The June Key Delta Community Center will be unveiled to the public Wednesday, August 8th – 4 p.m. to 8 p.m. at 5940 N. Albina Ave.
But perhaps its biggest moment in the sun will come in little over a year from now, when it could officially become the city’s first living building.
After two years of construction, city officials led by Mayor Sam Adams on Wednesday will host a grand opening ceremony for the building, a former North Portland gas station and brownfield transformed into a community center by the Portland Alumnae Chapter of the Delta Sigma Theta Sorority Inc.
The project is a participant in the International Living Building Institute’s Living Building Challenge, which asks architects and builders to erect structures that minimize their impact on the world around them.

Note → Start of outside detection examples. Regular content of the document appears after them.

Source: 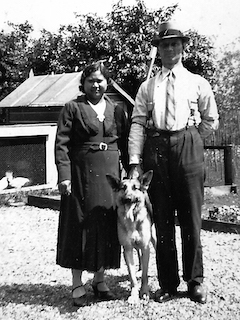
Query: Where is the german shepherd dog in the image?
[107,170,156,303]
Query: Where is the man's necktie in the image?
[165,71,175,130]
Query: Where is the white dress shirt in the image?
[129,63,218,164]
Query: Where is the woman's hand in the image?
[58,180,71,196]
[128,164,143,179]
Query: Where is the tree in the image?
[0,21,33,100]
[0,0,218,98]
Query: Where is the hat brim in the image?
[151,35,190,47]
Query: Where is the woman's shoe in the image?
[92,281,115,300]
[72,285,87,307]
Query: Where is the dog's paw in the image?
[141,293,149,304]
[128,288,140,304]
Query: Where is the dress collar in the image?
[161,63,184,80]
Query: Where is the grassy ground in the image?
[0,206,240,320]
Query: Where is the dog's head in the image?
[106,170,153,207]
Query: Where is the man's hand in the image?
[128,164,143,179]
[58,180,71,196]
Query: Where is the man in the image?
[129,22,218,303]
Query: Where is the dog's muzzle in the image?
[99,142,108,151]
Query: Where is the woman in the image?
[55,62,128,306]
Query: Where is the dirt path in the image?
[0,206,240,320]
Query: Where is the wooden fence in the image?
[204,110,240,186]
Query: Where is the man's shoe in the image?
[188,283,207,304]
[72,285,87,307]
[154,289,177,303]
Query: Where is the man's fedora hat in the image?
[152,21,189,47]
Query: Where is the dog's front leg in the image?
[140,245,150,301]
[124,248,139,304]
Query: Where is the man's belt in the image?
[146,126,196,137]
[76,141,118,151]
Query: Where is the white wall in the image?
[0,123,57,187]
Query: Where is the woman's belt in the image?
[74,141,118,151]
[146,126,196,137]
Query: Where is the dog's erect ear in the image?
[140,170,153,190]
[106,174,120,191]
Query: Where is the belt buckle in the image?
[99,142,108,151]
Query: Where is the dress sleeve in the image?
[55,103,74,183]
[115,104,130,172]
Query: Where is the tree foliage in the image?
[0,22,33,99]
[0,0,225,97]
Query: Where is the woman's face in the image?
[83,70,107,104]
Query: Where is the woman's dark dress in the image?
[55,96,128,272]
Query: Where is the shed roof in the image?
[0,72,134,107]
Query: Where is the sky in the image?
[0,0,240,47]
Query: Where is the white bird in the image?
[5,171,30,189]
[0,177,8,191]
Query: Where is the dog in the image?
[106,170,156,304]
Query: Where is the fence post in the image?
[224,145,235,185]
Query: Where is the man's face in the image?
[158,38,183,69]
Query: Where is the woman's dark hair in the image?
[79,61,110,92]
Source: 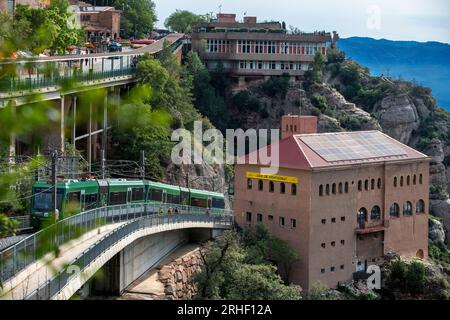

Before a building can be certified as a “living building,” it must be occupied for a year.
Portland Development Commission spokesman Shawn Uhlman said the certification process for the June Key Delta building can’t begin until all its components are in place. The building’s solar energy system has yet to be complete, he said.
Nonetheless, the city will celebrate its grand opening on Wednesday from 4 p.m. to 8 p.m. at 5940 N. Albina Ave.
“The June Key Delta Community Center delivers on the city’s goals of increasing job opportunities for a diverse workforce, supporting education, and creating the nation’s greenest construction sector,” Adams said in a news release.